He resurrected that trait over the weekend, launching a tweet that — taken on its own — sure sounded like a defense of eugenics.

“It’s one thing to deplore eugenics on ideological, political, moral grounds,” Dawkins tweeted. “It’s quite another to conclude that it wouldn’t work in practice. Of course it would. It works for cows, horses, pigs, dogs & roses. Why on earth wouldn’t it work for humans? Facts ignore ideology.”

The story of eugenics is long and one of the more lamentable in human history, involving the idea that people with traits deemed “desirable” should reproduce with each other while those with traits deemed undesirable should be discouraged from reproducing.

The societal definition of “desirable” here is fluid but has invoked all manner of racist and ableist argumentation. In that sense alone, it’s an open question as to what Dawkins means here. Even if one tables the ideological, political and moral considerations, like he asks, what exactly does he mean by eugenics “working”?

There are plenty of ways and reasons to disagree with Dawkins here, and the internet wasted no time in finding them.

For one thing, Dawkins’ own premise flounders from the jump, because eugenics hasn’t worked in any appreciable way on many dogs, causing a complex and often sad array of health problems for many purebreds that weren’t common in their lupine ancestors.
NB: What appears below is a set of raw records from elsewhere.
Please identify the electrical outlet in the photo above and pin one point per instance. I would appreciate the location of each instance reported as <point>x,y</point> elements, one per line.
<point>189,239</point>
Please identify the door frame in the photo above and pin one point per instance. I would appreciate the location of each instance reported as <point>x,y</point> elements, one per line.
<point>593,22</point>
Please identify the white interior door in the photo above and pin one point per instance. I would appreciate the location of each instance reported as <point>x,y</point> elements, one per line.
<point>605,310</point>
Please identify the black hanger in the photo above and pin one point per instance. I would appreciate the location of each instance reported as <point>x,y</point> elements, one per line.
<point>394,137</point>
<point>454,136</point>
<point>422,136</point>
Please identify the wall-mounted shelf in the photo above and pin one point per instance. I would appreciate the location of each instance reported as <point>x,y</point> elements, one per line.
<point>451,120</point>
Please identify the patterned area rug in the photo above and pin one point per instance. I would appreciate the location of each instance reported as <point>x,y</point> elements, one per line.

For another, eugenics was dismissed as a science not only on moral or ideological grounds — though that would be enough — but also scientific ones. Scientists who experimented in eugenics believed the now-discarded theory that all desirable qualities were correlated. In other words, eugenics was built on the idea that, say, being tall and broad-shouldered also meant being smarter and more morally competent. (It probably goes without saying that many of these scientists also held that things like whiteness and “not being a Jew” were also “desirable” attributes).

This was how “fitness” was defined — that there is one optimal type of human being and any deviation from the norm was a mutation from the whole. This theory of humanity has since been rightfully discarded, along with the theory of eugenics. Dawkins’ whole notion that eugenics would work if not for moral considerations is simply not accurate.
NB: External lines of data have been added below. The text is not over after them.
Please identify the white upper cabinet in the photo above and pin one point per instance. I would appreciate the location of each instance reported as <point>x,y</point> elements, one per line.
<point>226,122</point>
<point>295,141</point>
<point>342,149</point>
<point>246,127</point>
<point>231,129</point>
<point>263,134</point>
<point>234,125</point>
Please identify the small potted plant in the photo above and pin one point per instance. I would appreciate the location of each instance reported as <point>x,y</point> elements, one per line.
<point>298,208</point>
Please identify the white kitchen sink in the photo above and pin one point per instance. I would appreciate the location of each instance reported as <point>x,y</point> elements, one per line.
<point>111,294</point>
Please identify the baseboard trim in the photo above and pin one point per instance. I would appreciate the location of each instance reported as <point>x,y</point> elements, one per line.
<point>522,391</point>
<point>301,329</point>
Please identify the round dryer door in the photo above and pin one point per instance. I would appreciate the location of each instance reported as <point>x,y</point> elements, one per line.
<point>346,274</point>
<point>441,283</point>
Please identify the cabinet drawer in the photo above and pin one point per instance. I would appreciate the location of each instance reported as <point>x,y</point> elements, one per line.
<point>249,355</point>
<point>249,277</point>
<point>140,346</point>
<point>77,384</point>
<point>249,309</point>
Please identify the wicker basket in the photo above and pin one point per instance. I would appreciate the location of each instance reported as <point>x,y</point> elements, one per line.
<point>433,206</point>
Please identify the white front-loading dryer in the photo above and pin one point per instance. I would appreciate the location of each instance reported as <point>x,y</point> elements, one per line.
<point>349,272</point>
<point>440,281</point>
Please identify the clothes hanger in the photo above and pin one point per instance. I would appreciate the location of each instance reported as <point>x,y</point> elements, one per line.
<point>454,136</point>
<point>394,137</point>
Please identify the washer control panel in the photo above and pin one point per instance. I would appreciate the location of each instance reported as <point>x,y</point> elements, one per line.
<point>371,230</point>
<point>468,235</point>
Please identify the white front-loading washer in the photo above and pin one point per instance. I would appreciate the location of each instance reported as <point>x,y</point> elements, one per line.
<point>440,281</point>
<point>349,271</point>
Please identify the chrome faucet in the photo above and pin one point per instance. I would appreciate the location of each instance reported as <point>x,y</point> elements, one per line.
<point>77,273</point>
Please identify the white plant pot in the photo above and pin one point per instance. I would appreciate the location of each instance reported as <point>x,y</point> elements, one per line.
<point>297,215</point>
Nevertheless, he attempted to clarify his tweets on Twitter, assuring his followers that he knows “a eugenic policy would be mad.”

“For those determined to miss the point, I deplore the idea of a eugenic policy,” he tweeted. “I simply said deploring it doesn’t mean it wouldn’t work. Just as we breed cows to yield more milk, we could breed humans to run faster or jump higher. But heaven forbid that we should do it.”

“A eugenic policy would be bad,” Dawkins continued. “I’m combating the illogical step from ‘X would be bad’ to ‘So X is impossible’. It would work in the same sense as it works for cows. Let’s fight it on moral grounds. Deny obvious scientific facts & we lose – or at best derail – the argument.”